Trump is, at his core, a figure born of privilege who views people not as individuals, but as pawns. This transactional worldview explains the fact that he simply cannot fathom why anyone would volunteer to serve. It is incomprehensible to him. In Trump’s mind, nothing is worth doing without the possibility of a significant monetary reward or boost in status. As Goldberg noted, after then-chairman of the Joint Chiefs of Staff Joe Dunford had delivered a White House briefing, Trump asked aides: “That guy is smart. Why did he join the military?”
Mikael says
Politicians and some special interest groups have sometimes unwisely involved the U.S. in wars which did not serve American interests.

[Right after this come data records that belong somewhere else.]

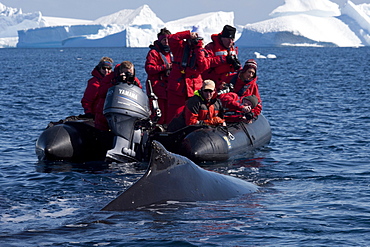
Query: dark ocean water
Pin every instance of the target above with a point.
(314, 175)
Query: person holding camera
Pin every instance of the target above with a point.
(190, 60)
(222, 45)
(241, 85)
(89, 99)
(123, 73)
(201, 109)
(238, 109)
(158, 65)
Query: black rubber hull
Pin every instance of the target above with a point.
(76, 141)
(73, 142)
(201, 143)
(220, 144)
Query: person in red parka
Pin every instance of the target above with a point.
(223, 45)
(158, 65)
(89, 99)
(244, 83)
(202, 109)
(237, 109)
(190, 59)
(123, 73)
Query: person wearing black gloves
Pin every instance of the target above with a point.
(89, 100)
(222, 45)
(123, 73)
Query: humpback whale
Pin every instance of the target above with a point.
(172, 177)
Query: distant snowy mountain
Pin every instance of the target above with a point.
(297, 22)
(310, 23)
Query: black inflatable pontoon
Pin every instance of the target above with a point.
(127, 111)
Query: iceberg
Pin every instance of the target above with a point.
(295, 23)
(309, 23)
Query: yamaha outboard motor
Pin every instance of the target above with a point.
(125, 104)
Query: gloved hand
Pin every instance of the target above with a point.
(234, 61)
(249, 115)
(87, 115)
(214, 121)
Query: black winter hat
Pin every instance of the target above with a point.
(228, 32)
(253, 99)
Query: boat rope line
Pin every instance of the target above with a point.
(227, 132)
(246, 132)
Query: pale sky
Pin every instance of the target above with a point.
(245, 11)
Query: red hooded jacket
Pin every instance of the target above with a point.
(220, 72)
(89, 100)
(100, 120)
(189, 62)
(243, 89)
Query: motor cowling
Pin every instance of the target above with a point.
(125, 104)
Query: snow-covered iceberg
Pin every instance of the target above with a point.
(126, 28)
(308, 23)
(296, 22)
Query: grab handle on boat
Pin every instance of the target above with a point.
(231, 136)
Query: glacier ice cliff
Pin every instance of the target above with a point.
(295, 23)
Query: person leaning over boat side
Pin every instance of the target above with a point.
(158, 65)
(190, 60)
(223, 45)
(89, 99)
(123, 73)
(237, 109)
(244, 84)
(202, 108)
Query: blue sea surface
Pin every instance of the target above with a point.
(314, 176)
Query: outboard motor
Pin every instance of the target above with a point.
(125, 104)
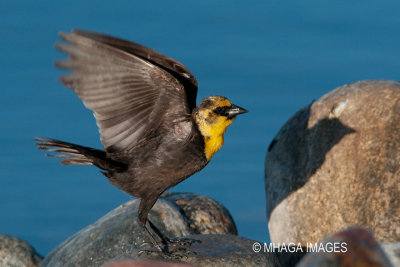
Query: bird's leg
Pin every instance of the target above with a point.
(170, 242)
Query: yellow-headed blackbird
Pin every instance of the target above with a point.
(144, 103)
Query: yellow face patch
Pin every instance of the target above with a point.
(211, 125)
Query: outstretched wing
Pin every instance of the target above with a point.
(129, 95)
(170, 65)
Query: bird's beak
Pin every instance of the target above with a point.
(235, 110)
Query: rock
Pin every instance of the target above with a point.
(142, 263)
(392, 250)
(335, 164)
(356, 247)
(15, 252)
(117, 236)
(206, 216)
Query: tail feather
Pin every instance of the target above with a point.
(78, 155)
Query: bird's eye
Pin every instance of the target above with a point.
(223, 111)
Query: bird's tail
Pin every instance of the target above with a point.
(78, 155)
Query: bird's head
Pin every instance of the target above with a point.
(213, 116)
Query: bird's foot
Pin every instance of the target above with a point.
(182, 244)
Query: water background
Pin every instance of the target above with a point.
(271, 57)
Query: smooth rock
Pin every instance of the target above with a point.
(206, 216)
(15, 252)
(118, 236)
(145, 263)
(356, 248)
(335, 164)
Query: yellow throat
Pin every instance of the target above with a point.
(213, 133)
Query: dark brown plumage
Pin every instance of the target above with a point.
(144, 103)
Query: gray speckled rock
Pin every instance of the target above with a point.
(206, 216)
(117, 236)
(355, 247)
(392, 250)
(336, 163)
(15, 252)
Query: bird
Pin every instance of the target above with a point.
(144, 103)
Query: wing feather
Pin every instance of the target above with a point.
(128, 94)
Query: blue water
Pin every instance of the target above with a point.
(271, 57)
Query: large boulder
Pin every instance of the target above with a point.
(336, 163)
(117, 236)
(351, 247)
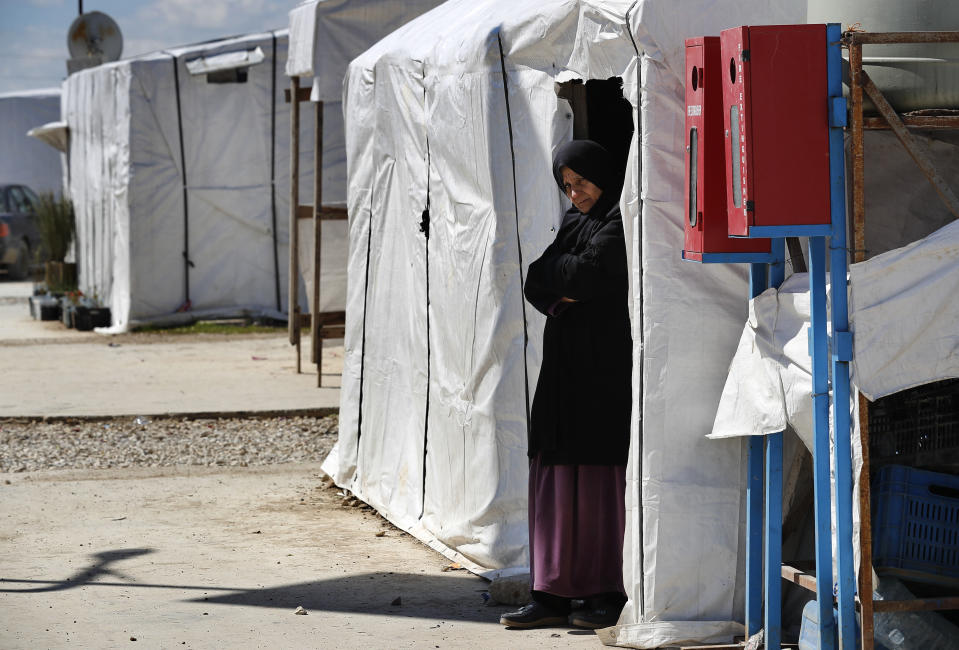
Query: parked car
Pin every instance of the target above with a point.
(19, 236)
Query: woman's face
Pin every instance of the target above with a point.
(580, 191)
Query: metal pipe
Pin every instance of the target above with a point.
(887, 38)
(754, 499)
(316, 334)
(867, 636)
(774, 540)
(292, 306)
(819, 351)
(842, 345)
(912, 146)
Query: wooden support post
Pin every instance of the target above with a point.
(316, 333)
(293, 307)
(867, 634)
(915, 150)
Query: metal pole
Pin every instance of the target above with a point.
(754, 499)
(774, 540)
(842, 342)
(773, 534)
(317, 334)
(292, 306)
(819, 351)
(858, 255)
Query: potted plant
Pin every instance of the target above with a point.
(57, 227)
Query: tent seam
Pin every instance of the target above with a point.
(519, 245)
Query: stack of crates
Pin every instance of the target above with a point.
(915, 510)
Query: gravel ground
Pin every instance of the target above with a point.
(27, 446)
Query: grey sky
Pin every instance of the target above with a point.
(33, 33)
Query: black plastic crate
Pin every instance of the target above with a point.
(917, 427)
(86, 318)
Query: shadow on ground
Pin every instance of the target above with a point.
(447, 596)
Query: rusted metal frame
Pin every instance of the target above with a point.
(888, 38)
(302, 94)
(915, 121)
(858, 255)
(917, 605)
(316, 333)
(325, 319)
(327, 212)
(867, 634)
(913, 147)
(293, 308)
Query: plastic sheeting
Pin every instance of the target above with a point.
(154, 238)
(904, 312)
(442, 353)
(903, 315)
(23, 160)
(325, 35)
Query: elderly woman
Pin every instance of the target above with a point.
(579, 430)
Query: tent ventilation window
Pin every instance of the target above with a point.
(600, 113)
(227, 67)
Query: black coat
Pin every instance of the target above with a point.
(581, 407)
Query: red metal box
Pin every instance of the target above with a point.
(775, 110)
(705, 219)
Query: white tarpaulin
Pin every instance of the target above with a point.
(324, 35)
(456, 112)
(205, 230)
(24, 160)
(905, 311)
(903, 315)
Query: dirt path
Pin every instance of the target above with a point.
(201, 558)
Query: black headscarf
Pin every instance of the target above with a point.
(593, 162)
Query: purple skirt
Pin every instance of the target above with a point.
(577, 518)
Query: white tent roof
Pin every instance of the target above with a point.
(25, 160)
(325, 35)
(438, 368)
(205, 231)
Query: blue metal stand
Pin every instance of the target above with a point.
(773, 530)
(819, 350)
(754, 499)
(766, 532)
(841, 343)
(774, 539)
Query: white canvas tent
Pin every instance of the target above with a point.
(325, 35)
(25, 160)
(179, 174)
(456, 113)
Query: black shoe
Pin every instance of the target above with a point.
(532, 615)
(594, 619)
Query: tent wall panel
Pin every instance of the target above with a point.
(135, 225)
(395, 371)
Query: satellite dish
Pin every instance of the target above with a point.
(95, 35)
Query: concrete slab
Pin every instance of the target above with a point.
(196, 558)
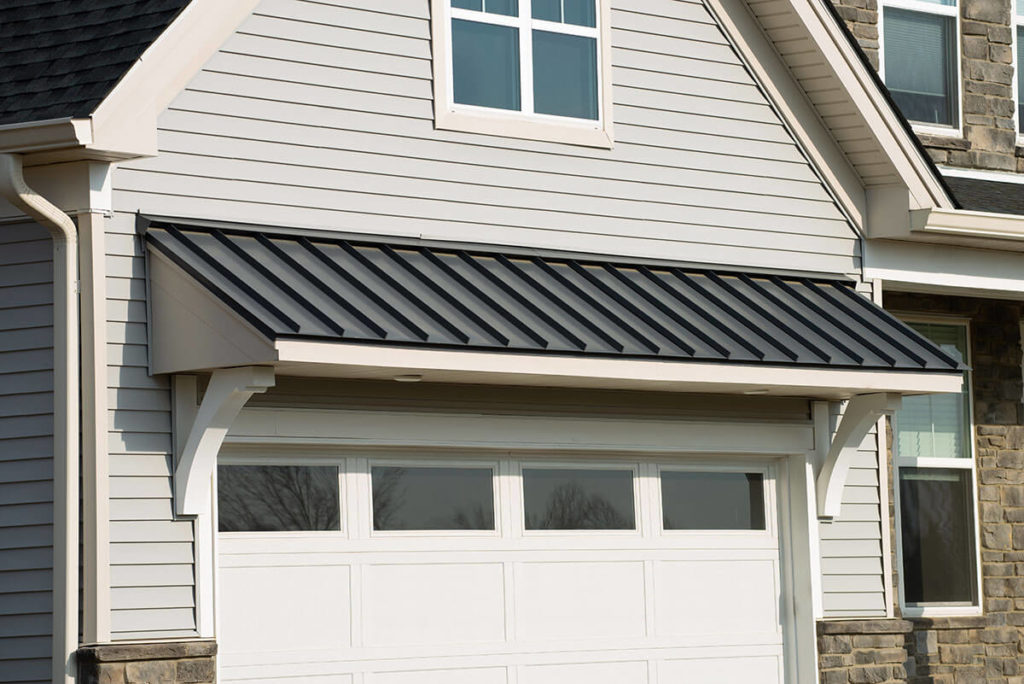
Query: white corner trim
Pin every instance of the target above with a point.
(861, 413)
(227, 392)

In this sense, the loss of American soldiers’s lives was indeed a waste.
This is not to dishonor those soldiers. They acted honorably and out of a spirit of patriotism. I believe this is what Trump meant.
An example of such a war is the US invasion of Iraq in 2003. Saddam Hussein did not have and was not going to get nuclear weapons.
“Neo-cons” pushed the Bush II administration into that war. They did so on Israel’s behalf and with false information and lies.
US involvement in Syria is also because of Israel.
Of course, to assert these things is taboo in the mainstream mediad due to the power of the Jewish lobby and Jews in leadership positions in th media.